I have a simple SIS model with a non-constant population size due to disease-related mortality:
\begin{aligned} \frac{dS}{dt} &= a I - b S I\\\\ \frac{dI}{dt} &= b S I - a I - c I \end{aligned}
where $S$ and $I$ are the susceptible and infected classes, $a$ is the rate of transition back to the susceptible class after being infected, $b$ is the per-capita transmission rate, and $c$ is the disease-related mortality for infecteds.
Finding the equilibria of this model is stumping me for some reason. First, I factor the second equation to get:
\begin{equation} I ( bS - a - c ) = 0 \end{equation}
so $\hat{I} = 0$ or $\hat{S} = \frac{a+c}{b}$ must be accord with $\dot{I} = 0$. The first means that:
\begin{equation} \dot{S} = a(0) - b S (0) = 0 \end{equation}
and so $\hat{S}$ must be its initial condition, $S_0$.

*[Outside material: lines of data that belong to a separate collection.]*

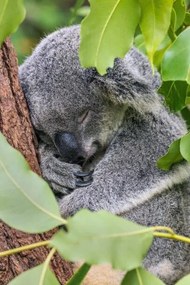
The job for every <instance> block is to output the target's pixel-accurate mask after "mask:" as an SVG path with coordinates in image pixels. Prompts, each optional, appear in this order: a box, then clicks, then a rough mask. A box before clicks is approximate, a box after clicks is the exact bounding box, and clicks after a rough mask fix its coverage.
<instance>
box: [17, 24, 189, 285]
mask: <svg viewBox="0 0 190 285" xmlns="http://www.w3.org/2000/svg"><path fill="white" fill-rule="evenodd" d="M79 44H80V26H72V27H68V28H63V29H60V30H58V31H56V32H54V33H52V34H50V35H49V36H47V37H46V38H45V39H43V40H42V41H41V43H40V44H39V45H38V46H37V47H36V49H35V50H34V52H33V54H32V55H31V56H30V57H29V58H27V59H26V61H25V62H24V63H23V64H22V66H21V67H20V69H19V76H20V81H21V85H22V88H23V91H24V93H25V96H26V99H27V102H28V107H29V111H30V115H31V120H32V123H33V125H34V128H35V131H36V134H37V137H38V138H39V156H40V163H41V169H42V173H43V176H44V178H45V179H46V180H47V181H48V183H49V185H50V186H51V187H52V189H53V191H54V192H55V194H56V195H57V196H58V197H59V205H60V211H61V214H62V216H63V217H68V216H72V215H74V214H75V213H76V212H77V211H79V210H80V209H84V208H87V209H89V210H91V211H98V210H101V209H104V210H107V211H109V212H111V213H113V214H116V215H118V216H121V217H123V218H126V219H130V220H132V221H135V222H137V223H139V224H142V225H146V226H156V225H157V226H158V225H163V226H169V227H171V228H172V229H173V230H174V231H175V232H176V233H178V234H183V235H187V236H188V235H190V220H189V218H190V166H189V164H187V163H186V162H181V163H178V164H176V165H174V166H173V167H172V169H171V170H170V171H163V170H160V169H158V168H157V166H156V161H157V160H158V158H159V157H161V156H162V155H164V154H165V153H166V152H167V149H168V146H169V144H170V143H171V142H172V141H174V140H176V139H178V138H179V137H181V136H182V135H184V134H185V133H186V132H187V129H186V126H185V124H184V122H183V121H182V119H181V118H180V117H179V116H177V115H174V114H172V113H170V112H169V111H168V110H167V108H166V107H165V106H164V104H163V102H162V100H161V98H160V96H159V95H158V93H157V90H158V88H159V87H160V83H161V82H160V77H159V74H158V73H157V72H156V71H155V72H154V73H153V72H152V69H151V67H150V64H149V61H148V59H147V58H146V57H145V56H144V55H142V54H141V53H140V52H139V51H137V49H135V48H134V47H133V48H131V49H130V51H129V52H128V53H127V54H126V56H125V57H124V59H119V58H117V59H115V62H114V66H113V68H108V70H107V73H106V75H104V76H100V75H99V74H98V73H97V71H96V70H95V69H94V68H86V69H85V68H82V67H81V65H80V62H79V56H78V49H79ZM44 199H45V197H44ZM121 254H123V253H121ZM126 258H127V256H126ZM143 264H144V266H145V268H147V269H148V270H149V271H150V272H152V273H153V274H155V275H157V276H158V277H159V278H161V279H162V280H163V281H164V282H165V283H166V284H168V285H172V284H174V283H175V282H176V281H177V280H178V279H179V278H181V277H182V276H184V275H185V274H187V273H188V272H190V247H189V245H187V244H183V243H180V242H176V241H172V240H167V239H161V238H155V240H154V242H153V245H152V247H151V249H150V250H149V252H148V254H147V256H146V258H145V259H144V263H143Z"/></svg>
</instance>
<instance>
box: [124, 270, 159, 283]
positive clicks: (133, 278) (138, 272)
mask: <svg viewBox="0 0 190 285" xmlns="http://www.w3.org/2000/svg"><path fill="white" fill-rule="evenodd" d="M121 285H164V283H163V282H162V281H161V280H160V279H158V278H157V277H155V276H154V275H152V274H151V273H149V272H148V271H146V270H145V269H143V268H136V269H134V270H132V271H130V272H127V273H126V275H125V277H124V279H123V281H122V283H121Z"/></svg>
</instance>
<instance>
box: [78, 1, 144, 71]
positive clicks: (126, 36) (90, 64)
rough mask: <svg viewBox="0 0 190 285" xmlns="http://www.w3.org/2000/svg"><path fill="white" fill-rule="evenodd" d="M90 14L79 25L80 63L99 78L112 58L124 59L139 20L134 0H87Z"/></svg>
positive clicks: (139, 11)
mask: <svg viewBox="0 0 190 285" xmlns="http://www.w3.org/2000/svg"><path fill="white" fill-rule="evenodd" d="M90 4H91V11H90V14H89V15H88V16H87V17H86V18H85V19H84V20H83V22H82V25H81V45H80V51H79V55H80V62H81V64H82V66H84V67H92V66H94V67H96V68H97V70H98V72H99V73H100V74H101V75H103V74H104V73H106V69H107V68H108V67H112V66H113V62H114V58H115V57H124V56H125V54H126V52H127V51H128V50H129V48H130V47H131V45H132V43H133V38H134V33H135V30H136V27H137V24H138V22H139V18H140V7H139V4H138V1H136V0H127V1H126V0H109V1H105V0H90Z"/></svg>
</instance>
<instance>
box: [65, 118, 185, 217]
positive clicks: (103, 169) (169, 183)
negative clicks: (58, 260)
mask: <svg viewBox="0 0 190 285" xmlns="http://www.w3.org/2000/svg"><path fill="white" fill-rule="evenodd" d="M157 116H158V115H156V116H154V115H152V114H150V115H148V114H147V115H146V117H145V118H143V117H140V116H139V115H137V114H135V113H134V115H133V116H131V118H127V119H126V122H125V125H124V126H123V130H122V131H121V132H120V133H119V134H118V135H117V137H116V138H115V139H114V140H113V142H112V143H111V145H110V146H109V148H108V149H107V151H106V153H105V155H104V157H103V159H102V160H101V161H100V162H99V164H98V165H97V167H96V168H95V171H94V175H93V178H94V181H93V183H92V184H91V185H90V186H88V187H84V188H77V189H75V190H74V191H73V192H72V193H71V194H70V195H68V196H66V197H64V198H63V199H61V200H60V209H61V214H62V215H63V216H65V217H67V216H69V215H73V214H75V213H76V212H77V211H78V210H80V209H82V208H88V209H90V210H92V211H95V210H100V209H104V210H108V211H110V212H112V213H114V214H119V215H124V214H125V212H127V211H130V210H131V209H133V208H135V207H136V206H138V205H140V204H143V203H145V202H146V201H148V200H150V199H151V198H152V197H154V196H155V195H157V194H159V193H162V192H164V191H166V190H167V189H169V188H171V187H173V185H175V184H179V183H182V182H183V181H185V180H186V179H187V178H188V177H189V168H188V166H187V165H186V164H183V163H182V164H180V165H179V166H177V167H176V168H174V169H173V170H171V171H169V172H166V171H162V170H159V169H158V168H157V166H156V161H157V159H158V158H159V157H160V156H162V155H163V154H164V153H165V152H166V150H167V148H168V145H169V144H170V143H171V142H172V141H173V140H174V139H176V138H177V136H178V137H179V136H180V135H181V131H180V128H181V125H180V123H179V122H176V128H173V130H172V129H171V121H172V120H173V121H174V120H175V119H174V118H171V117H169V116H168V115H167V113H161V114H160V115H159V116H158V118H157ZM167 120H168V121H167ZM176 120H177V119H176ZM177 123H179V125H178V126H177Z"/></svg>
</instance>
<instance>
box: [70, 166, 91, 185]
mask: <svg viewBox="0 0 190 285" xmlns="http://www.w3.org/2000/svg"><path fill="white" fill-rule="evenodd" d="M92 173H93V170H92V171H90V172H80V171H78V172H76V173H74V175H75V176H76V178H77V180H76V187H86V186H89V185H90V184H91V183H92V181H93V177H92Z"/></svg>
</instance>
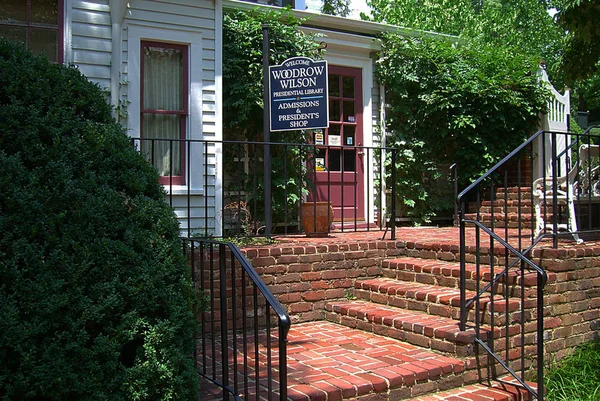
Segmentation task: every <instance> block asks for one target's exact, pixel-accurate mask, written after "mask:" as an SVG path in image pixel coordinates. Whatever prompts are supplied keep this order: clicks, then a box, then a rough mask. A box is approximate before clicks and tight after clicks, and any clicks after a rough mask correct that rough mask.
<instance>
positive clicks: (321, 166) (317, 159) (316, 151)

However, there is another equilibrium where the disease spreads and dies out, meaning $\hat{S} < S_0$, which I assumed is equal to $\hat{S} = \frac{a+c}{b}$.
However, using simultation in $R$, this equilibrium isn't correct - $\frac{a+c}{b}$ is still off by a fair amount.
Can anyone see where I'm going wrong? Thanks!
For $I=0$ you can have any value of $S$ to get an equilibrium position, the equilibrium equations do not impose further conditions on $S$. If you add the stability at $I=0$, then you have to add the condition $bS−a−c<0$. Outside that region the values for $I$ will increase.
If you divide both equations, you find that $$ \frac{dS}{dI}=\frac{a-bS}{bS-a-c} $$ is a separable equation, so that $$ I+S-\frac{c}{b}\ln|bS-a| $$ is a conserved quantity. That is, for the limit with $\hat I=0$ you get the equation $$ \hat S-\frac{c}{b}\ln|b\hat S-a|=I_0+S_0-\frac{c}{b}\ln|bS_0-a| \\~\\ e^{b\hat S-a}(b\hat S-a)=e^{b(I_0+S_0)-a}(bS_0-a) \\~\\ \hat S=\frac1b\left(a+W_0(e^{b(I_0+S_0)-a}(bS_0-a))\right) $$ for the limit value $\hat S$. The sign of $bS-a$ has to stay constant, $W_0$ is the Lambert-W function.
This only works for the simplest of models, more complex models will usually not give rise to conserved quantities/constants of motion.